Prediction of DC Current Flow Between the Otjiwarongo and Katima Mulilo Regions, Using 3D DC Resistivity Forward Modelling and Magnetotelluric and Audio-magnetotelluric Data Recorded During SAMTEX

SAMTEX (Southern African Magnetotelluric Experiment) is a multinational project that was initiated in 2003 to study the regional-scale electrical conductivity substructure of southern Africa and to infer from it the tectonic processes involved in the formation of the southern African subcontinent. Audio-magnetotelluric (AMT) data recorded during the most recent phase of the experiment are evaluated to investigate the local-scale conductivity substructure in the Otjiwarongo and Katima Mulilo regions, where in future the installation of high-voltage direct current (HVDC) earth electrodes will commence. Both of the AMT surveys are situated close to the edge of the orogenic Damara Mobile Belt in northern and north-eastern Namibia. Previous studies using magnetotellurics (MT), magnetometer arrays and geomagnetic observatory data all provide evidence of the relatively conductive nature of the Damara Mobile Belt. The Damara Mobile Belt represents in part the collision between the Congo and Kalahari cratons during the amalgamation of South Gondwana and its high conductivity is explained by the presence of interconnected fluids and conductive materials (graphites, sulphides).
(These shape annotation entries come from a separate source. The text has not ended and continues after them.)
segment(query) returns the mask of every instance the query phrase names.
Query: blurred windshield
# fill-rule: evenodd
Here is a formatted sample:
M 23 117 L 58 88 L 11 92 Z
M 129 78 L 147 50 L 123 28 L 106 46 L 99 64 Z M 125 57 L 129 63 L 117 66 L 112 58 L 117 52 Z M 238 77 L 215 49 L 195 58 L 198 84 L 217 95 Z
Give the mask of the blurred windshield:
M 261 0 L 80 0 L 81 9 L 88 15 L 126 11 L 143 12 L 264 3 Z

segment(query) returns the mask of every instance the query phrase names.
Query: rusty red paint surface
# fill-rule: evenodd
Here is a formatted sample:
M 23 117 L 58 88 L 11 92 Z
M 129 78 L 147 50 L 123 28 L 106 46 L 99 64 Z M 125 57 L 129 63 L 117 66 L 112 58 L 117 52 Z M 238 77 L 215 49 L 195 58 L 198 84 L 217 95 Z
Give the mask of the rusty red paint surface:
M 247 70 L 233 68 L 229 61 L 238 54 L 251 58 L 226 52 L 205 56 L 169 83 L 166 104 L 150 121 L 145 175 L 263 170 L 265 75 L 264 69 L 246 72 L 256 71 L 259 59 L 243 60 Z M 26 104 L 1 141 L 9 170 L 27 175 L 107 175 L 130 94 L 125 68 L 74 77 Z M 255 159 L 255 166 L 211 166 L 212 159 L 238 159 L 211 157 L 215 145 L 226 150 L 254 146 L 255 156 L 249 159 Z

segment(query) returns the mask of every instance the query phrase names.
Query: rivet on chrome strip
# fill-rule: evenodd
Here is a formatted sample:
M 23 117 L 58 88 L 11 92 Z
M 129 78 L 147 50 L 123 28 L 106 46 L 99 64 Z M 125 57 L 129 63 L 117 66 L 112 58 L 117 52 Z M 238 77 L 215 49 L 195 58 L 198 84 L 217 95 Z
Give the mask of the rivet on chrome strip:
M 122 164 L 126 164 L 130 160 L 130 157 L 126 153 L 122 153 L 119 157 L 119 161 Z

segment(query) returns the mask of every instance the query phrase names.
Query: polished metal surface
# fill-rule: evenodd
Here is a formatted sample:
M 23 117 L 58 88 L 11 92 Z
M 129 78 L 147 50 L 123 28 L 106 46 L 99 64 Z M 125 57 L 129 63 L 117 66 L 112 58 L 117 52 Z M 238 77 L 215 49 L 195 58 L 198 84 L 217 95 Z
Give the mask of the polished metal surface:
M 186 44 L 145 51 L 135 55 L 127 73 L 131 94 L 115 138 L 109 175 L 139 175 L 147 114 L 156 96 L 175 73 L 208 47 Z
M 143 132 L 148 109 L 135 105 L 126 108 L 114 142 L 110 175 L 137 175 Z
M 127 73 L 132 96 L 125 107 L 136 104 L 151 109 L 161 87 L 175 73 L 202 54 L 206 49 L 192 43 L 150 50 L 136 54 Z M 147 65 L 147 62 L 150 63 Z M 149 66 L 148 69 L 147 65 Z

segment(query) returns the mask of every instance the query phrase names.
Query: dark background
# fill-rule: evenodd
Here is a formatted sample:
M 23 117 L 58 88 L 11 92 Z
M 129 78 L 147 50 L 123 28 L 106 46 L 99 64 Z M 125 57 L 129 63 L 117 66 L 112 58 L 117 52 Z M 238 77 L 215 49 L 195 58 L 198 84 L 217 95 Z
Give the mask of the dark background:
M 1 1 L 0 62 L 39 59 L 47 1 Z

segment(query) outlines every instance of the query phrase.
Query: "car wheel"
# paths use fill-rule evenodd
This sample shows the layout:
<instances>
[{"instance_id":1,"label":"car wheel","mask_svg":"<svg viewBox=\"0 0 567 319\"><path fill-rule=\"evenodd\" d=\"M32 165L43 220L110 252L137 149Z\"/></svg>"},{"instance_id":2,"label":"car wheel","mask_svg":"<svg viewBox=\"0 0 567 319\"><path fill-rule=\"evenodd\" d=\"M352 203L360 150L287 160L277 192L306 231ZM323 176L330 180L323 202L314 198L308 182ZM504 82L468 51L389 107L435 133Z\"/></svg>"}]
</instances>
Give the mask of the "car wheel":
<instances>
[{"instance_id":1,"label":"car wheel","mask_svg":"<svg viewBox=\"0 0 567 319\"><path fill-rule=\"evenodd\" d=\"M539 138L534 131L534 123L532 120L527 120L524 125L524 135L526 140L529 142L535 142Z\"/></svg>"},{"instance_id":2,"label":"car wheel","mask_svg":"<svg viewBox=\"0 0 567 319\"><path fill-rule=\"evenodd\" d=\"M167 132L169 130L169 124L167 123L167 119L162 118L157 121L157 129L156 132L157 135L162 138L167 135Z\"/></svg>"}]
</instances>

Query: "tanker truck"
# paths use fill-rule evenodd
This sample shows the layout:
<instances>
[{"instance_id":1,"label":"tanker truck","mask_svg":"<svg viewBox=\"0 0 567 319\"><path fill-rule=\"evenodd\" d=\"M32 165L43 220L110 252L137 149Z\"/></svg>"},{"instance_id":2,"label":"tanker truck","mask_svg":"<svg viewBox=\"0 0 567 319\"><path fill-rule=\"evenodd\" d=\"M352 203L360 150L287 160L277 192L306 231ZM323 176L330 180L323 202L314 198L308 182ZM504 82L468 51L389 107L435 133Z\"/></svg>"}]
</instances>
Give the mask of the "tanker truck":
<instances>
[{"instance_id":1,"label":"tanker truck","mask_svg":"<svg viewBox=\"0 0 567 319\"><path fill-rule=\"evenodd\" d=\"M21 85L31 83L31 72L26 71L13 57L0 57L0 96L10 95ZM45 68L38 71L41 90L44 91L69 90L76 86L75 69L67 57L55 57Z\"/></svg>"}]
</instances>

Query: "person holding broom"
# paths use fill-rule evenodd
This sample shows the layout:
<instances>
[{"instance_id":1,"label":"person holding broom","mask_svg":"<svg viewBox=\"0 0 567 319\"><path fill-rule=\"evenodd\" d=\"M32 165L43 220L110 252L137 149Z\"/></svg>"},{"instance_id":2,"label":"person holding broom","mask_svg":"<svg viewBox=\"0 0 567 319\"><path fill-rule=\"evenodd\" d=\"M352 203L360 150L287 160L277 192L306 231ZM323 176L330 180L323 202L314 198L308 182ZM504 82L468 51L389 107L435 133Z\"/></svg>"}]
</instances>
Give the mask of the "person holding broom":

In contrast, the lithospheric structure of the ancient Archaean cratons, the Congo and Kalahari, are generally found to be electrically resistive and therefore it is hypothesized that the return path of DC current, flowing along the path of least resistance between the two electrodes, is most likely to lie somewhere within or in the vicinity of the Damara Mobile Belt. To obtain a better understanding of the current flow we propose using geological information, previous results of studies of the conductivity of the Damara Mobile Belt and surrounding regions and 2D inversion results from the AMT and MT data recorded during SAMTEX in northern Botswana and Namibia, as input to a 3D DC resistivity forward modelling code, and try to predict the return path that the DC current will follow.